Gregory Petoskey still has fond memories of his sister Karen.
“She was a roughneck, like to dance, saying she loved her kids and family. She was always here on the holidays,” said Gregory.
But Karen’s life was tragically cut short in August of 1999, and her murder remains unsolved 23 years later.
“I was two years old when this devastation had happened in my family. And I do remember all the crying. And I remember, you know, I remember parts. I remember going to Grand Rapids and putting signs up around the city like, have you seen this person? Do you know anything about what happened to her,” said Karen’s niece Beedoskah Stonefish.
Stories like Karen’s are not unique to the Native American community.
Native American women are killed and go missing at 10 times the national average, but only 2%of these cases receive federal attention and less than 5% get some kind of national media attention.
“It’s a hard subject to talk about because there isn’t any coverage in the media and it’s hard for our communities to talk about because we don’t really know how to navigate the justice system sometimes,” said Victoria Alfonseca, Communications Coordinator/Editor for the Grand Traverse Band of Ottawa and Chippewa Indians.
But tribes are working to change those statistics.
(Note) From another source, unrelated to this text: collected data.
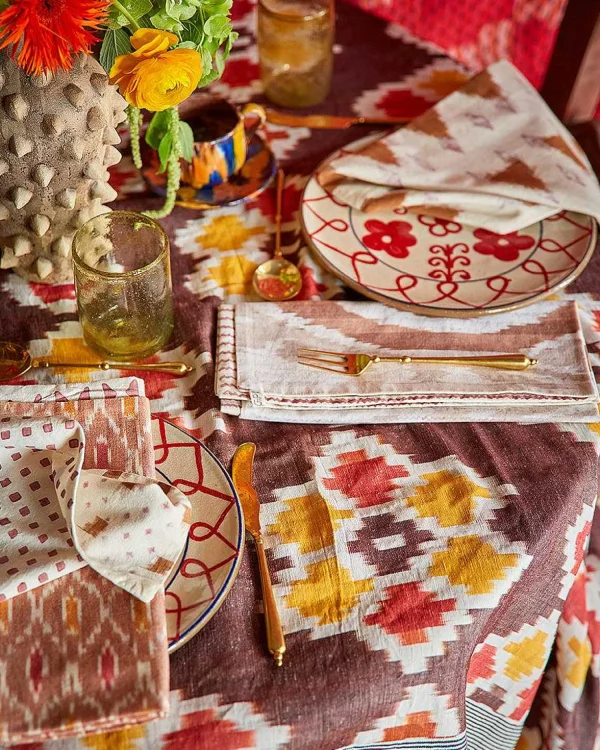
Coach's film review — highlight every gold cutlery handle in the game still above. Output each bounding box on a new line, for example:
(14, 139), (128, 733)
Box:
(31, 359), (192, 375)
(377, 354), (537, 371)
(255, 535), (286, 666)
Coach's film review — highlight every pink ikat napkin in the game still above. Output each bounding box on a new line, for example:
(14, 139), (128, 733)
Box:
(0, 417), (189, 603)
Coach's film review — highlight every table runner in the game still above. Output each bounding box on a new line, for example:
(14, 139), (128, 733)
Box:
(2, 2), (600, 749)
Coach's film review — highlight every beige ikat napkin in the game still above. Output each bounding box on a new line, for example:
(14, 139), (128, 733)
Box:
(318, 60), (600, 234)
(215, 300), (599, 424)
(0, 417), (190, 603)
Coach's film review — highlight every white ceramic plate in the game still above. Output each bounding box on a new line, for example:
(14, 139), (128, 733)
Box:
(151, 416), (244, 652)
(301, 134), (597, 317)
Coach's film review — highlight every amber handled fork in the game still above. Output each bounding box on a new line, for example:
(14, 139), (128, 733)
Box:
(297, 349), (538, 376)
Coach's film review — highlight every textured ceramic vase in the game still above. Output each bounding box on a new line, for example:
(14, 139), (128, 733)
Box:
(0, 52), (127, 284)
The Grand Traverse Band of Ottawa and Chippewa Indians recently held red shirt day in an effort to draw attention to the issue of missing and murdered indigenous women.
“I think there is some disadvantages in this community, and we may not have the publicity that other people nonnative people have to get the word out to say, oh, they’re missing or this is what happened,” said Stonefish.
The tribe also lined part of M-22 near Suttons Bay with red shirts.
“So when you see red, it’s, it’s out there, right? It’s a message of like that blood that we shed for our people,” said Alfonseca.
The issue of missing and murdered Indigenous women has plagued Native American tribes for years, but the hope is events like this help bring about much needed change.
“That singing and the drumming really does have healing powers and our sacred fires have healing powers. So we hope this will help start conversations with our community members and help bring healing to their hearts, because there is a lot of pain here,” said Stonefish.
“I think everybody needs to continue to speak their mind on these issues. And don’t forget about those loved ones that have been missing or have been murdered, because we’re doing this, because this happened to them. We’re trying to put a stop to this and if we can all work together, come together, both native and non-Native communities, we can make this nation better again,” said Alfonseca.